Rep. Greg Harper (R-Miss.) has introduced a bill to eliminate one of the least known and most useless agencies in Washington: the U.S. Election Assistance Commission (EAC). The fact that this supposedly temporary $18 million-a-year agency is apparently on the hook to pay damages for refusing to hire a military veteran provides another sound reason for shutting it down. This is the second time in less than two years that the EAC has discriminated in hiring a job applicant — and for the very same position no less.
The Office of Special Counsel (OSC) is the independent agency that investigates prohibited political activity by federal employees. On December 2, 2009, it announced that two EAC commissioners had discriminated against a job-seeker applying for the position of General Counsel, a career civil service post. Although OSC did not identify the discriminators, the two commissioners were Gracia Hillman and Rosemary Rodriguez. After interviewing the applicant, Hillman and Rodriguez, both Democrats, had voted along with the two Republican commissioners to hire him. He was sent an offer letter. However, according to OSC, when Hillman and Rodriguez discovered the lawyer was a Republican, they refused to approve his appointment as General Counsel. The OSC concluded that Hillman and Rodriguez had engaged in a “prohibited personnel practice” — specifically, they discriminated against the prospective EAC employee “because of his political affiliation, in violation of civil service laws.”
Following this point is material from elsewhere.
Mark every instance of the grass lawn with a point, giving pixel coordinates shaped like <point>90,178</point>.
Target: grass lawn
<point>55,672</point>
The lawyer received a six-figure settlement from the EAC — all of it paid by taxpayers, not those who violated the law. Now the Labor Department has found that the EAC discriminated again. And it’s the behavior of one of the same commissioners, Gracia Hillman, that was the problem. Neither Hillman nor Rodriguez is on the Commission now, but Hillman was still a commissioner last August when the EAC tried again to fill the still-open General Counsel slot. One of the applicants was a lawyer with extensive experience in voting and election law, as well as election administration. He had perfect qualifications for the job with one exception, at least according to Hillman’s point of view — he is a reserve naval officer.